I believe there is any way to get the incoming mails and analize them through a local IA database and machine learning.
 
You mean like Bayes filtering?
Good afternoon.

No, Bayes is not AI. Bayes is a classification system that uses statistical techniques for email filtering. It typically relies on a set of characteristic words to identify spam emails, which is a common approach in text classification.

Bayes does not go beyond what it was designed for. However, integrating AI with Bayes could enhance its capabilities, allowing it to detect and correlate even new emails with similar spam-like characteristics, even spot suspicious bejavior in real time.
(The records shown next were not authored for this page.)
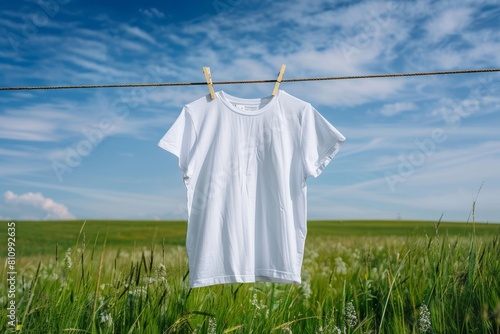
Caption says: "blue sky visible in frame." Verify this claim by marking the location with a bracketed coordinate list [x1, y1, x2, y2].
[0, 0, 500, 222]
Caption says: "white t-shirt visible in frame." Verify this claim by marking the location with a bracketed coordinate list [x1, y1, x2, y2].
[158, 90, 345, 287]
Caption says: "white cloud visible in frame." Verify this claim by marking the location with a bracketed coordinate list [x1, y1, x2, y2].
[380, 102, 417, 116]
[4, 190, 75, 219]
[426, 8, 474, 41]
[139, 7, 165, 19]
[123, 24, 156, 44]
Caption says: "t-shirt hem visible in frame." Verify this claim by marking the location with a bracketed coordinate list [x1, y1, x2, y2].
[158, 140, 180, 157]
[311, 138, 345, 178]
[190, 271, 301, 288]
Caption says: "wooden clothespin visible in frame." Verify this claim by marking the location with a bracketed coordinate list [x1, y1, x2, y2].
[203, 66, 215, 100]
[273, 64, 286, 96]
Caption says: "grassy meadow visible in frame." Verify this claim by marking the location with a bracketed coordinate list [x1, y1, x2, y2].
[0, 221, 500, 334]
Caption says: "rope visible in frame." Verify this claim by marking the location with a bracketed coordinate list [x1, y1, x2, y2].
[0, 68, 500, 90]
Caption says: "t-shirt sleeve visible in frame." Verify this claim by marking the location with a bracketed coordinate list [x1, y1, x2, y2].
[158, 107, 196, 177]
[301, 105, 345, 178]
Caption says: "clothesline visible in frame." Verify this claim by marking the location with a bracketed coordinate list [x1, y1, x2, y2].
[0, 68, 500, 91]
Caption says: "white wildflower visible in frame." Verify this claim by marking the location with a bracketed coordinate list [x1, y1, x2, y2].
[208, 318, 217, 334]
[64, 247, 73, 269]
[100, 312, 113, 326]
[252, 293, 260, 310]
[335, 257, 347, 275]
[344, 300, 358, 328]
[300, 281, 312, 300]
[418, 304, 432, 333]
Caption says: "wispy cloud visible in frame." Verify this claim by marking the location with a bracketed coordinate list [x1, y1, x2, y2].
[4, 190, 75, 219]
[380, 102, 417, 116]
[123, 24, 156, 44]
[139, 7, 165, 19]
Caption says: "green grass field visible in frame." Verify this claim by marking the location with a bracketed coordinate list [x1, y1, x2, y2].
[0, 221, 500, 334]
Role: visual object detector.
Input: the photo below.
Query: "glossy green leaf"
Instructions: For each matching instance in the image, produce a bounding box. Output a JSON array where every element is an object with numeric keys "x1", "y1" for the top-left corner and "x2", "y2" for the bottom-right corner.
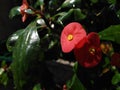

For example, Bayes is useful, but if the content of a spam email is completely changed, these messages may bypass the spam filter. An AI system could help by flagging such suspicious emails—sending them to quarantine or taking another desired action—while also linking them to previously identified spam patterns recognized by the Bayes algorithm.
 
So.... Bayes with more inefficiency?
Greetings!

I believe that AI-enhanced spam filtering isn't just "Bayes with more inefficiency"; it’s about addressing the limitations of static statistical models. While Bayes is effective for known patterns, modern spam evolves (e.g., adversarial attacks, polymorphic content).

Then knowing that AI can:

  • Detect novel threats: ML models (e.g., NLP transformers) analyze semantic patterns, not just keywords—catching impersonation, phishing contexts, or obfuscated links that Bayes might miss.
  • Adapt continuously: Unlike rule-based systems, AI retrains on new data, improving accuracy over time without manual updates.
  • Prioritize precision: Yes, AI introduces latency, but strategic deployment (e.g., pre-filtering with Bayes, then AI for suspicious cases) balances speed and efficacy.
Tools like Spam Filter AI or GuardianAI focus on this hybrid approach. The "lag" is a trade-off for blocking attacks that would otherwise bypass traditional filters. For enterprises, that’s a net gain in security.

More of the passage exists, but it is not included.